Manchmal braucht es Zeit um den Partner fürs Leben zu finden. 

Manchmal benötigt es einfach ein bisschen Zeit, Erfahrung und einschneidende Erlebnisse um sich und letztlich den Partner fürs Leben zu finden. 

Was mir schon beim Verlobungsshooting auffiel war, dass mir zwei absolute Herzmenschen gegenüberstanden.  Ein Paar, dass sich blind versteht und weiß was es aneinander hat. Sie sind verliebt wie am ersten Tag. Zwei Menschen die sich gegenseitig anziehen, respektieren und eine Menge Spass miteinander haben.

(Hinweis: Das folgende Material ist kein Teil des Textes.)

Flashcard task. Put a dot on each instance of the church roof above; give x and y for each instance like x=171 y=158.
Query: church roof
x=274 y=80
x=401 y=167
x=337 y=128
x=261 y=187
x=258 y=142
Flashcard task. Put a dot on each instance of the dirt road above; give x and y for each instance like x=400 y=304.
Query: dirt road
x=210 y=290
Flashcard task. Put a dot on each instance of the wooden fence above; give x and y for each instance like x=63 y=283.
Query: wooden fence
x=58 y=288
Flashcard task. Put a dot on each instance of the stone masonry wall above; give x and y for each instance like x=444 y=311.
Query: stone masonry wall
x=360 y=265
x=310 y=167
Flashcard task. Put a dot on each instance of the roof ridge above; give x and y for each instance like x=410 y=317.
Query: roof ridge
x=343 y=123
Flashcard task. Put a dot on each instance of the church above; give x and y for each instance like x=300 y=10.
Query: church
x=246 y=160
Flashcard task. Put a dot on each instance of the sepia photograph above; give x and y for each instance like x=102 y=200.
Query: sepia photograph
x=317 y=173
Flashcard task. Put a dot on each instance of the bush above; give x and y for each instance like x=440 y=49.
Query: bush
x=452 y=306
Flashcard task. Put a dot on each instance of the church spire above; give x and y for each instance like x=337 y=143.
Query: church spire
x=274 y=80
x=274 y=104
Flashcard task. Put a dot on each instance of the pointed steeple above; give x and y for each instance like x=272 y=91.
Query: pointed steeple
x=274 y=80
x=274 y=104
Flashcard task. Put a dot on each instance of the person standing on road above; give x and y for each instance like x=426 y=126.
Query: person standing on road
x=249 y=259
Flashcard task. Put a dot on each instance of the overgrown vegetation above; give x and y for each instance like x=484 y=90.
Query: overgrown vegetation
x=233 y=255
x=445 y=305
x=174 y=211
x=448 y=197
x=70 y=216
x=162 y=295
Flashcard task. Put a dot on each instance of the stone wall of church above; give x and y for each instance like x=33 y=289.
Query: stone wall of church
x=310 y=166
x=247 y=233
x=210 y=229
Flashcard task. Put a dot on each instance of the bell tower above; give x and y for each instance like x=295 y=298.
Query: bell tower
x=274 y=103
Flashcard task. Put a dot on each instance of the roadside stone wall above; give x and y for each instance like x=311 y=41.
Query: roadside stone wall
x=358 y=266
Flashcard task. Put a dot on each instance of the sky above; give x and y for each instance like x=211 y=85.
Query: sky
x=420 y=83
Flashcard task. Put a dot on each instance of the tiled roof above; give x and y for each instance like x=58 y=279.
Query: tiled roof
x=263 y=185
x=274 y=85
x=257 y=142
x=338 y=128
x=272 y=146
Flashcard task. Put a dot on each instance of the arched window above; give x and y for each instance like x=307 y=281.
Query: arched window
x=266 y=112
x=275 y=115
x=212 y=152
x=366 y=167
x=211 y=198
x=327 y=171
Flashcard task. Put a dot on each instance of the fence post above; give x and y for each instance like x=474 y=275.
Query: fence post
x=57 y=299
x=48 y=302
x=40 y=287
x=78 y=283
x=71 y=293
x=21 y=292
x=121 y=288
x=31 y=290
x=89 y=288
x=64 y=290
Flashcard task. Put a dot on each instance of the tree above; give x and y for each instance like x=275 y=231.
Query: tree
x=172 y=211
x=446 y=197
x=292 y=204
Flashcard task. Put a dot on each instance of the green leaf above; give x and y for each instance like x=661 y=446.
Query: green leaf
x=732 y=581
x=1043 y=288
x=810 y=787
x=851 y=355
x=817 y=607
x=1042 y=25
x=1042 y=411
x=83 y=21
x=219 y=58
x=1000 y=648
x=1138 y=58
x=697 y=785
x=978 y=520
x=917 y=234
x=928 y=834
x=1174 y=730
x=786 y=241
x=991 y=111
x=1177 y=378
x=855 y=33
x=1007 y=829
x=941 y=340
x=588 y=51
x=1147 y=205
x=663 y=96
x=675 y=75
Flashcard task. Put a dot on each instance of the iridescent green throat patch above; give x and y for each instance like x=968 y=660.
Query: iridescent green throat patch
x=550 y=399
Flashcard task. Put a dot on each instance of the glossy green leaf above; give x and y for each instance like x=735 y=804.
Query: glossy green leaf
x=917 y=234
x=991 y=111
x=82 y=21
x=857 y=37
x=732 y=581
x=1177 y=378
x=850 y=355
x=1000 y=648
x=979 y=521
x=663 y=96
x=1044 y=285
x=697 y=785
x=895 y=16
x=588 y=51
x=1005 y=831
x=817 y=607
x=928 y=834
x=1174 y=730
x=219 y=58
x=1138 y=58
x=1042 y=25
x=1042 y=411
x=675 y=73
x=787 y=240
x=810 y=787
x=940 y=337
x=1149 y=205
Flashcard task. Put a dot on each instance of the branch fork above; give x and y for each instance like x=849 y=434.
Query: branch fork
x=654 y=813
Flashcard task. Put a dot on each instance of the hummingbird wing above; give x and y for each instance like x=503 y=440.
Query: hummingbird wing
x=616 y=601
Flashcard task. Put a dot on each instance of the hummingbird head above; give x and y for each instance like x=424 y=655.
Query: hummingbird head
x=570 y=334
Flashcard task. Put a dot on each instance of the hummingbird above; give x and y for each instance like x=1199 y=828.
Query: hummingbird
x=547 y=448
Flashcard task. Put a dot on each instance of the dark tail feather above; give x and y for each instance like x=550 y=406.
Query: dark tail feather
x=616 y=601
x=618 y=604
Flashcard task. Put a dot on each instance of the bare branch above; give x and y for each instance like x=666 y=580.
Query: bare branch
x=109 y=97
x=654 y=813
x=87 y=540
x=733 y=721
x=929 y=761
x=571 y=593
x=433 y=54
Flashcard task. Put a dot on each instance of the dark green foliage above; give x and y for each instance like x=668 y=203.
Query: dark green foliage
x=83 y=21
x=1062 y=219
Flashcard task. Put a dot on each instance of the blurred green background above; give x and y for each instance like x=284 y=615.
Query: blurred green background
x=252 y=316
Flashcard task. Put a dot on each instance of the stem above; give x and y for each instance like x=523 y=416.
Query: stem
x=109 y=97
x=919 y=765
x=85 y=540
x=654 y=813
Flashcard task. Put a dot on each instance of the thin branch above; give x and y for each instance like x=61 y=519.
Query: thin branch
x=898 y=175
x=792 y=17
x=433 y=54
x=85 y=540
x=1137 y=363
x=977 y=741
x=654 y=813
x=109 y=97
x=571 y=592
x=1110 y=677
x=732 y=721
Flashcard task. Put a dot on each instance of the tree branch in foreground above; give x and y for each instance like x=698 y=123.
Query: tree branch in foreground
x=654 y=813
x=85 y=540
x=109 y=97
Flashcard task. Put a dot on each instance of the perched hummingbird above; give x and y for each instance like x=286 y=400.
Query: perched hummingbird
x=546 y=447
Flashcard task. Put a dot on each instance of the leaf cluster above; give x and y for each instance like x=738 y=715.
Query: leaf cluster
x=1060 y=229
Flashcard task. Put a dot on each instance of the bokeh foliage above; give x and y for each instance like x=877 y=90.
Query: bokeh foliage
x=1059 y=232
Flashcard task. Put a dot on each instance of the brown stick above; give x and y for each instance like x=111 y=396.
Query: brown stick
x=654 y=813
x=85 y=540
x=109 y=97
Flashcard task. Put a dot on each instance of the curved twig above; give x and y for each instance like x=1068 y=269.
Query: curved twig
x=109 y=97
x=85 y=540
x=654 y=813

Die Feierlichkeiten am Irghof in St. Georgen bei Obernberg, sollten aber ein kleines bisschen mehr sein, als eine klassische Hochzeit. Es war ein Wiedersehen. Ein Großes! Freunde und Familienangehörige, die sich in alle Himmelsrichtungen verstreut hatten trafen nach langen Jahren wieder oder das Erste Mal aufeinander. 

Bevor wir zur Location fuhren, haben sich die Beiden den Moment eines First Looks gegönnt. Garnicht so einfach, wenn das Hotelzimmer für Beide da ist. Es war wunderbar emotional. Danach ging es zum nicht so weit entfernten Irghof. Ein Bauernhof, der sich als Hochzeitslocation in Österreich etabliert hat. Während sich Conny und Peter um die letzten Details kümmerten, trudelten auf der Wiese hinter dem Hof die Gäste ein. Und schon ging die freie Trauung im Freien los, der eine wahrhaftig emotionale Beglückwünschungs-Arie folgen sollte. Und damit ist die Überleitung geschaffen:

Warum also musste ich weinen? Weil ich mich beim Anblick der, vor Freude weinenden Kinder an die Hochzeit meiner Mutter zurück erinnerte. Keine Ahnung warum, aber mir gingen in dem Moment so viele Dinge durch den Kopf. Wie es mir damals bei der Scheidung meiner Eltern, den Boden unter den Füssen weg riss. Wie sich meine Zeit damals veränderte und mich in ein Loch fallen lies. Der Kontakt zu meiner Mutter abriss. Später dann die Aussöhnung mit meiner Mama und die Hochzeit mit meinem jetzigen Stiefdad. Der mir mittlerweile emotional näher steht als mein leiblicher Vater. Dieser Moment, als ich meine Ma vor Glück strahlen sah wusste ich, dass auch sie den Mann für den Rest ihres Lebens gefunden hatte. Dieses unbeschreibliche Glück in Ihren Augen. Seelenstriptease... Schluss.

Es war halt so und ich musste gelegentlich blind fotografieren. Auch jetzt, wenn ich mir die Bilder der Kids ansehe, wie sie einerseits lachend, andererseits heulend in den Armen ihrer Eltern lagen, lässt die Staudämme bei mir wieder ansteigen. 

Wo war ich jetzt eigentlich? Ach da war ne Hochzeit. Bei Häppchen und Drinks wurde erst im Garten verweilt, bis wir von unserem Brautpaar-Shooting zurück kamen. Dem folgte dann der Umzug zur Location. Ein "First-Dance" vom Feinsten und ein Brautstehlen mit Sturmmasken und ner Menge Alkohol auf Ex! Es war der Hammer!

Ich möchte mich bei Euch Beiden für alles Bedanken! Ihr seid besondere Menschen für mich und wir sehen uns bestimmt bald wieder!